The Department of Justice draws upon the resources and expertise of various components to combat money laundering, including the Criminal Division’s Money Laundering and Asset Recovery Section, the U.S. Attorney’s Offices, the FBI, the Drug Enforcement Administration, and other prosecution and investigating components and agencies.  We work with partners across the country and around the globe to pursue complex, sensitive, multi-district, and international money laundering and asset recovery investigations and cases. We devote significant resources to this problem because money laundering facilitates some of the most serious threats to our safety and security.

Transnational criminal organizations, kleptocrats, cybercriminal groups, terrorists, drug cartels and alien smugglers alike must find ways to disguise and use their illicit proceeds.  Money laundering — which best estimates peg at more than $2 trillion annually — is a global problem, but the threat it poses to the United States is acute and specific.  Here, we enjoy some of the deepest, most liquid and most stable markets in the world.  Those features of the U.S. financial system attract legitimate trade and investment, foster economic development, and promote confidence in our markets and in our government.  Those advantages to our financial system – transparency, liquidity and stability – also attract criminals.  Through vigorous anti-money laundering enforcement, we protect those hallmarks of our financial system, and we safeguard our citizens from the harms wrought by the underlying criminal conduct.

Unfortunately, however, criminals frequently seek to thwart or evade our efforts by exploiting gaps and vulnerabilities in the existing laws and regulations.  As you are aware, the pervasive use of front companies, shell companies, nominees, and other means to conceal the beneficial owners of assets is one of the great loopholes in this country’s anti-money laundering regime.  We consistently see bad actors using these entities to disguise the ownership of the dirty money derived from criminal conduct.

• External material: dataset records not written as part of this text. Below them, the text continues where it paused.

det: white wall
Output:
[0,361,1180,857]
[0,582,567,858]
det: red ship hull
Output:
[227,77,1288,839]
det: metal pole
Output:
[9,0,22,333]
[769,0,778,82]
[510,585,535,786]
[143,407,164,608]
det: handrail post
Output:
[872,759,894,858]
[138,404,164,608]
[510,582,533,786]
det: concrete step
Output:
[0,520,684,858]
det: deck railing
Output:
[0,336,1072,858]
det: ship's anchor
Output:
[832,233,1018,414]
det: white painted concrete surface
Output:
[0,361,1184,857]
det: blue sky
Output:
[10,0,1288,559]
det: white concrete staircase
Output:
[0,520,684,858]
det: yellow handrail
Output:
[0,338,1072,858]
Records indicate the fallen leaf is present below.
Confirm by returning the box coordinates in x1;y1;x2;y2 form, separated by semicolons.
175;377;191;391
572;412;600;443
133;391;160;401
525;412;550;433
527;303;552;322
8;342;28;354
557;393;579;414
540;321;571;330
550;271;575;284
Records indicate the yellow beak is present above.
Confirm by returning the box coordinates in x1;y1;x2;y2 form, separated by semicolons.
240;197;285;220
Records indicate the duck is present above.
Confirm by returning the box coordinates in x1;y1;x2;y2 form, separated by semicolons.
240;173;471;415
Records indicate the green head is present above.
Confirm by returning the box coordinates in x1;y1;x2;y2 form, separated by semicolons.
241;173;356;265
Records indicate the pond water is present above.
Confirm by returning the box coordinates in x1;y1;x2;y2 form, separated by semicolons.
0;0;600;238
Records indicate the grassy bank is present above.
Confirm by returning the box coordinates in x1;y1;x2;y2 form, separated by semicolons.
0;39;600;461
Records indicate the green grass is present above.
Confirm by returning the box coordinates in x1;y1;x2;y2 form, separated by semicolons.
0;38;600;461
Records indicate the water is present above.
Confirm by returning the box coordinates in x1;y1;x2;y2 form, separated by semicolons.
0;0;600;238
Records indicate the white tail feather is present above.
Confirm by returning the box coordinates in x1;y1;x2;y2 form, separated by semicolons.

The Bank Secrecy Act imposes a range of obligations on financial institutions, including reporting suspicious activity, performing customer due diligence, preventing transactions that involve the proceeds of crimes, and establishing effective anti-money laundering programs.  These requirements play a critical role in the fight against criminal activity.  Effectively, these requirements mean that financial institutions are often the front line in our nation’s efforts to prevent and detect money laundering.  Ensuring the ability of financial institutions to detect, investigate, and report illicit financial activity is of critical importance in the U.S. government’s fight to combat money laundering and prevent terrorist financing.

Compliance with the Bank Secrecy Act is fundamental to protecting the security of financial institutions and the integrity of the financial system as a whole.  In most cases, financial institutions seek to do the right thing – implementing effective anti-money laundering (AML) programs to detect and prevent money laundering through the U.S. financial system.  In some cases, however, financial institutions have willfully failed to implement effective AML programs, or failed to document suspicious transactions.  In recent years, the Department of Justice has resolved numerous AML and sanctions-based violations with major financial institutions, demonstrating that institutions still struggle to create and incentivize effective AML and sanctions compliance programs.

The effectiveness of our current anti-money laundering regime merits continued discussion among law enforcement, industry and Congress, as we strive to detect, target and disrupt illicit financial networks that threaten our country.  I am pleased to be with you talking about these important issues, and I thank the Committee for holding this hearing today to bring attention to the threat that money laundering poses to both our financial system and our national security.   

I look forward to any questions you may have.  Thank you.